Raw Materials: Low Tariff, High Revenue
While luxury items are taxed heavily, the real bulk of government revenue comes from high-volume imports of industrial raw materials.
🔩 Scrap Iron for Rebar Production
- Used in the local construction and steel manufacturing industry.
- Even with a low tariff of 4%, this category generated Tk 450 crore in revenue due to its massive import volume.
- This highlights how lower tariffs on essential raw materials can still yield high revenue if import volumes are large.
Geopolitical Context: Tariff Reforms Under Discussion
The issue of high tariffs on U.S. goods has gained new relevance due to changing international dynamics. Former U.S. President Donald Trump recently announced retaliatory tariffs on select countries, citing trade imbalances and the need to protect U.S. industries.

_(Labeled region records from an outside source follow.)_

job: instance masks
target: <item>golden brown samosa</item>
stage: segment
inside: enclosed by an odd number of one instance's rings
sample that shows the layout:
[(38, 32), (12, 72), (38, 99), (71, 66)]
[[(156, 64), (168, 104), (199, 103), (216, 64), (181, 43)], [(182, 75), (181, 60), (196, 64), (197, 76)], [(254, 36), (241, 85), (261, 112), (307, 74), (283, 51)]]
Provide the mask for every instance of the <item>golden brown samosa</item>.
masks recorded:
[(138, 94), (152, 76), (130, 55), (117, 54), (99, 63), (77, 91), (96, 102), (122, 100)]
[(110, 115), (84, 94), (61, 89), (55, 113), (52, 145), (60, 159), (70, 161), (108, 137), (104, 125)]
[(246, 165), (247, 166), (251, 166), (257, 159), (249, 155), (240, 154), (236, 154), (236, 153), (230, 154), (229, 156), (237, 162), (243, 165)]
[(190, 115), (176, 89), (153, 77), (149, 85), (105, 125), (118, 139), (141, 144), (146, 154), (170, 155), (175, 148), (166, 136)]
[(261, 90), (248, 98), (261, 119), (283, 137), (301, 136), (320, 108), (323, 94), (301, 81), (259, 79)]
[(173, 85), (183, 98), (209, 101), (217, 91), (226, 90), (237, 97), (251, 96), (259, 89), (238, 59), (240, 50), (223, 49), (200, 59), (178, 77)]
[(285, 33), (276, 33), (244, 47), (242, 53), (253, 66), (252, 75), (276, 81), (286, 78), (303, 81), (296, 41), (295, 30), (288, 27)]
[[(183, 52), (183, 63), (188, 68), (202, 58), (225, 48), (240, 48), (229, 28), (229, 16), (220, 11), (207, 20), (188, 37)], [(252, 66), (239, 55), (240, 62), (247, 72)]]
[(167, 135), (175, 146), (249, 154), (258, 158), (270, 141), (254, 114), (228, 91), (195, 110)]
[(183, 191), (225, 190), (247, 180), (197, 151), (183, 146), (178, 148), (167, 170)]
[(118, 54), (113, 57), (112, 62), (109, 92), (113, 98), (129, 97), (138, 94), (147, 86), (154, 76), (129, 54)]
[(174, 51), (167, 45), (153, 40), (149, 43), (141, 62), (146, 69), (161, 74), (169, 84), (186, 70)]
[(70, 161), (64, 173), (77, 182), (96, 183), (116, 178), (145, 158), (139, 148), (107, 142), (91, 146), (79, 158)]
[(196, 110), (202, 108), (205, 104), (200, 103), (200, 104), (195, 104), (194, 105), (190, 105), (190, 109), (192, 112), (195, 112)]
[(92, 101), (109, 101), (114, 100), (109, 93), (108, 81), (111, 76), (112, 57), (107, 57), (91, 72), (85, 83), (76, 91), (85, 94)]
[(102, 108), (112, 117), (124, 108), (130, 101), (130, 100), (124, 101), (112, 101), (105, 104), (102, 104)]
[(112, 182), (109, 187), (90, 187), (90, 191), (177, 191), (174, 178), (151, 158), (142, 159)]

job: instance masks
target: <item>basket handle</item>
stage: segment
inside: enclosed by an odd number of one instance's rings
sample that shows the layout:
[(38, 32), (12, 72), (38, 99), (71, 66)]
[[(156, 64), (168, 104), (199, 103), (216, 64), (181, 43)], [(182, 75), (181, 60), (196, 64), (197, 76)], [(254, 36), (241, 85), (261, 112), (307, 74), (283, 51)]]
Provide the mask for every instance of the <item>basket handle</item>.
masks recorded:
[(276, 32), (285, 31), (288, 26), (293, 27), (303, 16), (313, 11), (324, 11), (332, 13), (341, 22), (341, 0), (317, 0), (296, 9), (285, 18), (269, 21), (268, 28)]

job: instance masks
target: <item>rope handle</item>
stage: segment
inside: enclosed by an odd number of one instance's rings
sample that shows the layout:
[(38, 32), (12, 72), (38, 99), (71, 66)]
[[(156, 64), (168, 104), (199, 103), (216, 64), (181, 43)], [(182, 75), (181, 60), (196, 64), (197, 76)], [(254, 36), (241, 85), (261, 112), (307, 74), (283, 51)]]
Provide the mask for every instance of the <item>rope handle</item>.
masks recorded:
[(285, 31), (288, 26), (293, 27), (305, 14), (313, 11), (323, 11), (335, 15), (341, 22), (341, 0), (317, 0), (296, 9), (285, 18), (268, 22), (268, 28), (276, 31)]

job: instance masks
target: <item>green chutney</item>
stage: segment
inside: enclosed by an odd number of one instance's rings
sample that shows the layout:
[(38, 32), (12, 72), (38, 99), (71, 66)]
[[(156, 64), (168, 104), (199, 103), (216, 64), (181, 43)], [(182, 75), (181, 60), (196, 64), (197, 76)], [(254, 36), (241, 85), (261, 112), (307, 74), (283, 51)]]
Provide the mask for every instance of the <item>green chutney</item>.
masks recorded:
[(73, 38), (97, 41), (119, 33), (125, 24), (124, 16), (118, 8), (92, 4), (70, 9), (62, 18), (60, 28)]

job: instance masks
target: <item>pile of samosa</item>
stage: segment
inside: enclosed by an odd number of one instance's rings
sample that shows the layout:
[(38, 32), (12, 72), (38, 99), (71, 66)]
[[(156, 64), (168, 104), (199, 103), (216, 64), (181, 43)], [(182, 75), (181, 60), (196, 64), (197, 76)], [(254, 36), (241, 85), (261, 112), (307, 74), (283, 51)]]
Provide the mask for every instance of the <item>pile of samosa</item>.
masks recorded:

This move has prompted Bangladesh to re-evaluate its existing tariff structure on U.S. imports. According to NBR Chairman Abdur Rahman Khan, a high-level meeting will be held on April 7, 2025, to assess whether reductions in duties on selected U.S. products are possible—particularly where:
- The import volume is low, and
- The tariff rate is unusually high without significant impact on domestic industries.

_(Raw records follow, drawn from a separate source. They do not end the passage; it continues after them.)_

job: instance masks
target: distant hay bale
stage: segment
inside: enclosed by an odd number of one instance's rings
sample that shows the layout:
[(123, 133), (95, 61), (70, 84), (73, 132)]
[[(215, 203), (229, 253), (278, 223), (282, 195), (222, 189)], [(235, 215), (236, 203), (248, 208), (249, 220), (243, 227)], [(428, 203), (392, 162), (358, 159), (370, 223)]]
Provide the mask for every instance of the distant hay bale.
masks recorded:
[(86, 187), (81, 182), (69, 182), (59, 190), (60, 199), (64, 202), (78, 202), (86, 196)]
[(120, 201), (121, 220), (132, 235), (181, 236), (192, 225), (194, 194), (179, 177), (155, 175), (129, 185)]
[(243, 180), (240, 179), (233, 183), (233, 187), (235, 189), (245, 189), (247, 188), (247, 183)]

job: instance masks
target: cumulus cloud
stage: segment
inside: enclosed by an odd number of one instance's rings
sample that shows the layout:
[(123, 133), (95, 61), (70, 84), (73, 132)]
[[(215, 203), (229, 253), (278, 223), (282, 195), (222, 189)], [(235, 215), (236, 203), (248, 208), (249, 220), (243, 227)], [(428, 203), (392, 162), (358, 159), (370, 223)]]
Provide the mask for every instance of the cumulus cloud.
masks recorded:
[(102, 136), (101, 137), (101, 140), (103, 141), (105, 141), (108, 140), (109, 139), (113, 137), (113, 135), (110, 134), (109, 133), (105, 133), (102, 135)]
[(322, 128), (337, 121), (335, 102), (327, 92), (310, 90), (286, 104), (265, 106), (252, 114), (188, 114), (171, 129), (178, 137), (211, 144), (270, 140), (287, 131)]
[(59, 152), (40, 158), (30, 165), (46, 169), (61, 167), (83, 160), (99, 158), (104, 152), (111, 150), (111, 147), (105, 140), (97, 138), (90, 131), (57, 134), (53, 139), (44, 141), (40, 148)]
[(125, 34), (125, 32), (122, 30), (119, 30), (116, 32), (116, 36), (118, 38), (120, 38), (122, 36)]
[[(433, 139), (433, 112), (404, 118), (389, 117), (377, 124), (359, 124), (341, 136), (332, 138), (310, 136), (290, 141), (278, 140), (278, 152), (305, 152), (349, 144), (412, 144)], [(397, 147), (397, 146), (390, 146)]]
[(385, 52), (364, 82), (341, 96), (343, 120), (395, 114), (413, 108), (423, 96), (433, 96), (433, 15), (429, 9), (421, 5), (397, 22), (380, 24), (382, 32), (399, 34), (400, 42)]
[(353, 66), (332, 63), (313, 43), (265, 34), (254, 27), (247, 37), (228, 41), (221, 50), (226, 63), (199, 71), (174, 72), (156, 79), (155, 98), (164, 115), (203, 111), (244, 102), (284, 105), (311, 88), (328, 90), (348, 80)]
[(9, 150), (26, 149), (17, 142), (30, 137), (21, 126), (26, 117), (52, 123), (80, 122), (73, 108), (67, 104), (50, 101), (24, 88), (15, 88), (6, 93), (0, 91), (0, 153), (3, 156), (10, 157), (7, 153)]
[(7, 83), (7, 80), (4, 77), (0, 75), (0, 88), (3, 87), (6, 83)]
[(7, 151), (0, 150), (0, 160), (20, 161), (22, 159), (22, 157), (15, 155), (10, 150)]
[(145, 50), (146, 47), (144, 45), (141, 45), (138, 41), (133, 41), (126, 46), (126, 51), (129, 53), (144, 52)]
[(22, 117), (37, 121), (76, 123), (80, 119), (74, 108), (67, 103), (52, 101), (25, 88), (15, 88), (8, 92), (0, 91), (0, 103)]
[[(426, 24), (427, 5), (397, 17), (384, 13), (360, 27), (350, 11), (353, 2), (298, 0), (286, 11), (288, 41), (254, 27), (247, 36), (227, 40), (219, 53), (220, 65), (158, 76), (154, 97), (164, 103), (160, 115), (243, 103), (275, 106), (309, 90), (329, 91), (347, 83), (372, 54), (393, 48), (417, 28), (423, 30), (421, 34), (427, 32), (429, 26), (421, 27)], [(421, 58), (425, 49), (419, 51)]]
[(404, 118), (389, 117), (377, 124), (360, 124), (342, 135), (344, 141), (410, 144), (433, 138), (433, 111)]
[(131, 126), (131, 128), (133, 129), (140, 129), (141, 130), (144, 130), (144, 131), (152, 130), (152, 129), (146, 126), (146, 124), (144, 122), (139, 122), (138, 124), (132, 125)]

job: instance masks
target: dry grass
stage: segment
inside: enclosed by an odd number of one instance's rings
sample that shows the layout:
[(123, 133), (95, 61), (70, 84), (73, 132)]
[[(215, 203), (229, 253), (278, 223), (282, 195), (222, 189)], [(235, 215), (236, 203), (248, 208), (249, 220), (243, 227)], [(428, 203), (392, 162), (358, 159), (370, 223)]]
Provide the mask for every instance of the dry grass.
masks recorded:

Officials from the Bangladesh Trade and Tariff Commission are working with the Ministry of Commerce and Finance Division to prepare detailed product lists where such policy adjustments could be considered.
Opportunities and Challenges Ahead
The U.S. is steadily becoming a strategic trade partner for Bangladesh, especially as the country seeks to diversify its sources of imports and reduce over-dependence on regional giants like India and China.
However, challenges persist:
- Transport costs and longer shipping times make American products less competitive.
- Tariff barriers, especially on luxury and lifestyle goods, often make U.S. products unaffordable to average consumers.
- Complex customs procedures can disincentivize importers from choosing U.S. suppliers.
Yet, opportunities are also emerging:
- Quality and regulatory compliance of U.S. goods are attracting more local importers.
- Potential tariff rationalization could open doors to more balanced trade.
- Strengthening trade relations with the U.S. could provide diplomatic leverage in future negotiations on labor, trade access, and technology cooperation.
Conclusion: Strategic Policy Needed for Balanced Growth
Bangladesh’s high tariffs on U.S. goods reflect a broader policy framework aimed at protecting local industries and maximizing revenue from luxury imports. However, as international trade norms evolve, and as bilateral cooperation deepens, there is a growing need for strategic tariff restructuring.
Careful identification of low-impact, high-tariff goods can help the government strike a balance between revenue collection and trade liberalization. In doing so, Bangladesh can send a strong signal to the U.S., encouraging greater bilateral trade and reinforcing its commitment to fair, open, and mutually beneficial commerce.
The upcoming NBR meeting could be the first step toward a more equitable and modern trade policy framework, paving the way for better integration of Bangladesh into the global supply chain while maintaining its economic interests at home.